2.3 Conversion from PAGE to TEI

1. Why conversion?

As already described in connection with transcription, ALTO and PAGE XML are ATR standards. They output one XML document per transcribed page, unlike TEI/XML, which can contain an unlimited number of pages. TEI allows content-orientated structures and several sources in one document, PAGE only displays the facsimile. TEI/XML is therefore the edition standard that allows editions of any length to be annotated and published. All XML formats are machine-readable, TEI/XML is also easier for humans to read and manipulate, which is why DSE projects also have the option of preparing their TEI/XML data directly in XML editors such as Oxygen. Conversion is also necessary in the latter case.

2. standard conversion options

Transkribus (exports)

Transkribus offers a variety of export options (PDF, Textfile, Docx, Excel/CSV, PAGE-XML, ALTO-XML, TEI/XML); however, only the last three can be used for the development of a DSE according to current standards. While PAGE-XML and ALTO-XML themselves still need to be converted into TEI/XML, the TEI/XML provided by a Transkribus export unfortunately does not yet meet the desired quality. If many custom tags have been assigned in Transkribus, the export must therefore be revised.

eScriptorium (PAGE, ALTO)

eScriptorium currently has two export options: PAGE-XML and ALTO-XML.

Existing scripts (trans2tei, page2tei)

Because exports in TEI XML format are either missing or insufficient in the common transcription tools, code scripts have been developed in recent years to avoid manual conversion (e.g. in an XML editor such as Oxygen). The two scripts presented here automate the conversion.

The basic script is page2tei, which converts PAGE-XML into TEI/XML. The biggest obstacle with page2tei is a TODO for line tags. Once this is solved, the custom conversion can be done as the next step (cascade). Other edition-specific tags are placed in anonymous blocks (tag ab) with a type attribute, which can be processed in the best possible way.

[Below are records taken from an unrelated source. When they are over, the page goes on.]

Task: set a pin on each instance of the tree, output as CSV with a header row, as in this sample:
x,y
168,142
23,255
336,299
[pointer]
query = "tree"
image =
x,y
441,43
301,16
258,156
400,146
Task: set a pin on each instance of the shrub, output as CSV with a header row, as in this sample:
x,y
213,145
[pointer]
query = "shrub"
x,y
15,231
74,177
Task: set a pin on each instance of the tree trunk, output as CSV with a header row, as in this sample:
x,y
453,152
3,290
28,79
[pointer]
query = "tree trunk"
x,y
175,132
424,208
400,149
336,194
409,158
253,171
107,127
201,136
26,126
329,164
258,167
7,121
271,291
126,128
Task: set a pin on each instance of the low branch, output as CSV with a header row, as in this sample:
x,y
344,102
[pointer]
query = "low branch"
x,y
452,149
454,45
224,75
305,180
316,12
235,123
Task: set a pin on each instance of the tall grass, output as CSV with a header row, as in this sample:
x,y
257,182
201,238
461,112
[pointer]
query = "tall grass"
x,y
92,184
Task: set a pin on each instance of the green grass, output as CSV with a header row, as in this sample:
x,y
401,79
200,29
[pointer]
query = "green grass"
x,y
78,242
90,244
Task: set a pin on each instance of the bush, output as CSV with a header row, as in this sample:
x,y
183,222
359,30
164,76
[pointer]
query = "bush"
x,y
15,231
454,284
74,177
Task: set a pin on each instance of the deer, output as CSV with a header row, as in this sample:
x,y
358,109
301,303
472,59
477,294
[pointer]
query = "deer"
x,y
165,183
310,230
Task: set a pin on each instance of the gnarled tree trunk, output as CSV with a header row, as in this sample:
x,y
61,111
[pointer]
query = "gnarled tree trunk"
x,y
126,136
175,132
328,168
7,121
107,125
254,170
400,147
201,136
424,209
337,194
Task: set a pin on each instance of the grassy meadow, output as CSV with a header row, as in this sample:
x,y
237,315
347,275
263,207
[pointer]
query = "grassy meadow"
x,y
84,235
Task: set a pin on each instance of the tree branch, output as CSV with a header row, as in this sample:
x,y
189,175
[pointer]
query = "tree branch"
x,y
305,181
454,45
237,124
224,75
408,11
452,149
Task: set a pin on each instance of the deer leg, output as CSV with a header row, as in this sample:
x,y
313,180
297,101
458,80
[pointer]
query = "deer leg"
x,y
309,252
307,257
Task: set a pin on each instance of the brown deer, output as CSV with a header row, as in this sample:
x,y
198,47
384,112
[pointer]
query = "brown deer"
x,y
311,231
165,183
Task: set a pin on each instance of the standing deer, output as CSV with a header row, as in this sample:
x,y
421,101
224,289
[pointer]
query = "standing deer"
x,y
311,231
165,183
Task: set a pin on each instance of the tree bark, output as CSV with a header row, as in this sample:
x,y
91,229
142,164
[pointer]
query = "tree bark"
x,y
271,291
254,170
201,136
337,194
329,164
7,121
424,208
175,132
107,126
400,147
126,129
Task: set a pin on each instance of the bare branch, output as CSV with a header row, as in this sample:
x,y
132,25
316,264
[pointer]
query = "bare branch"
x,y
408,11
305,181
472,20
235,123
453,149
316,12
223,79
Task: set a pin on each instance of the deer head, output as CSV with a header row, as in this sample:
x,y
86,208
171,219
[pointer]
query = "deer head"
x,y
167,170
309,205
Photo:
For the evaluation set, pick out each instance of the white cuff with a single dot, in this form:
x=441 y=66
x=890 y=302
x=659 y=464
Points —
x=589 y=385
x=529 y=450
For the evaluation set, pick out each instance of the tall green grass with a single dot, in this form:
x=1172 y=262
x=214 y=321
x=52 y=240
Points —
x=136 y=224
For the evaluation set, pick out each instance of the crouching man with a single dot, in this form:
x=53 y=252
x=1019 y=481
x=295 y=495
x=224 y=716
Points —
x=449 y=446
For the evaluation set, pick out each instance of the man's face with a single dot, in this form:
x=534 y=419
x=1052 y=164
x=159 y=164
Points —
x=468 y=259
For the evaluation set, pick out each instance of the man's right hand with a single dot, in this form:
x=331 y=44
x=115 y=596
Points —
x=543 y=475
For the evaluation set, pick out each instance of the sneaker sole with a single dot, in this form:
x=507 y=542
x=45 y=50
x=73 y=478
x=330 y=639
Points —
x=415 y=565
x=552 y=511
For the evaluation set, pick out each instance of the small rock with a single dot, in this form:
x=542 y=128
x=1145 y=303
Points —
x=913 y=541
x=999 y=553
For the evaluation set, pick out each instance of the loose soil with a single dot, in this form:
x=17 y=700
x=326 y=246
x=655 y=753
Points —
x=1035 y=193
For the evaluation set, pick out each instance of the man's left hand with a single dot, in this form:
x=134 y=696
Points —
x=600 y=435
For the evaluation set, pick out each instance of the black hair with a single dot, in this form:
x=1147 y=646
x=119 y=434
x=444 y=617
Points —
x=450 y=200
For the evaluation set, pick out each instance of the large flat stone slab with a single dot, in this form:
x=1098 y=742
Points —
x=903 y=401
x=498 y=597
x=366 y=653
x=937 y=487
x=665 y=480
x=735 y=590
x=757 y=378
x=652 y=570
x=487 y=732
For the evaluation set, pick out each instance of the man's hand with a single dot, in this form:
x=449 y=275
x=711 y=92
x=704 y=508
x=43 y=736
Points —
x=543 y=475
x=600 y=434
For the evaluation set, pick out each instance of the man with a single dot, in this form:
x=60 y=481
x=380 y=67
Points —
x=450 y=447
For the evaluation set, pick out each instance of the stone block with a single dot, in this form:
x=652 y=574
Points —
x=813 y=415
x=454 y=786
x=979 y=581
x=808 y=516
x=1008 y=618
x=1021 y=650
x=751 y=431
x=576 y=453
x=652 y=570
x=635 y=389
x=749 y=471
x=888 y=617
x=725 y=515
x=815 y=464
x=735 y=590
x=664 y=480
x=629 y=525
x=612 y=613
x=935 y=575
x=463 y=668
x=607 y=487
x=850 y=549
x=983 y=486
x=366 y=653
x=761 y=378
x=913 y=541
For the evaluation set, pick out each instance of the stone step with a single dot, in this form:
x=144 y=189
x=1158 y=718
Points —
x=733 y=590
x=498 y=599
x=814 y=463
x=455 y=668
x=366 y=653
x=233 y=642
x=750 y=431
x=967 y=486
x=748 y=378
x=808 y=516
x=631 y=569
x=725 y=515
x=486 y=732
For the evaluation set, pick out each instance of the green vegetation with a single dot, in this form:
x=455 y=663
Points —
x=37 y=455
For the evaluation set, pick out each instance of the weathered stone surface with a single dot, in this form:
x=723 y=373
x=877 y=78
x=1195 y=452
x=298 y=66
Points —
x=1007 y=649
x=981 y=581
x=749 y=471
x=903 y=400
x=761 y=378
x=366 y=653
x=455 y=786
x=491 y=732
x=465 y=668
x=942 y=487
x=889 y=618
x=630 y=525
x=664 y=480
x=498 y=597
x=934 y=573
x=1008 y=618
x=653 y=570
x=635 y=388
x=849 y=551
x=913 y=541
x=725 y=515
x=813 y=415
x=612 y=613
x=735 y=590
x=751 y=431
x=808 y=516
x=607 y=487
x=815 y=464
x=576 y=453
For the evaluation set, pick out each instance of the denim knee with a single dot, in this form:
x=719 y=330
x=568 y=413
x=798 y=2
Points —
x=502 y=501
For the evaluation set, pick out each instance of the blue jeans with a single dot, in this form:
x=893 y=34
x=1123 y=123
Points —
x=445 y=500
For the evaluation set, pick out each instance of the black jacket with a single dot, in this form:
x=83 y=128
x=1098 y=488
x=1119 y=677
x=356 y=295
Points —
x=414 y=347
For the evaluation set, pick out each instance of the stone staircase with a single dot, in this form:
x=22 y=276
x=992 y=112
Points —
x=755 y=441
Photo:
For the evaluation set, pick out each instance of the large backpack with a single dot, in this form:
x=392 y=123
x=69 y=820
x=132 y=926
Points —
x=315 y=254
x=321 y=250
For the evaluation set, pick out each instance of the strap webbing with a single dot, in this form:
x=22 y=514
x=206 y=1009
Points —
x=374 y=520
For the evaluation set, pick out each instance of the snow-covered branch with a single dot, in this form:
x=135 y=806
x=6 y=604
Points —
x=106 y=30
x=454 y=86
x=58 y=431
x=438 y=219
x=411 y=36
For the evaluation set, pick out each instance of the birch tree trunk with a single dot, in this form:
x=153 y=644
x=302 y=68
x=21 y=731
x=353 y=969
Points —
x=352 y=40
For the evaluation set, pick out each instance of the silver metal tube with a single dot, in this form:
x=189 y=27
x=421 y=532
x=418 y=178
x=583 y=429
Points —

trans2tei is specifically tailored to PAGE XML output from Transkribus. It includes all steps from export zip to TEI-XML and also covers the recognition of printed highlighting using special characters. trans2tei is aimed at the needs of the Bibliotheca Herziana. For editing projects, it is best used simply as an inspiration.

=> The proto2tei script, which is tailored to the Showcase edition, will appear here later.

3. limitations

If no or only a minimal tag set is available, the TEI-XML export of Transkribus requires hardly any readjustment. In this case, however, an important function of the tool is omitted: the annotation of text or text regions.

As a solution to this problem, manual readjustments can be carried out in order to achieve conformity with the desired TEI schema. However, such manual revisions can be time-consuming depending on the complexity of the schema.

Ultimately, with sufficient technical expertise, project-specific conversions can be developed using pipelines such as trans2tei can be developed. The basis for this is page2tei, which is already available in the Transkribus export function.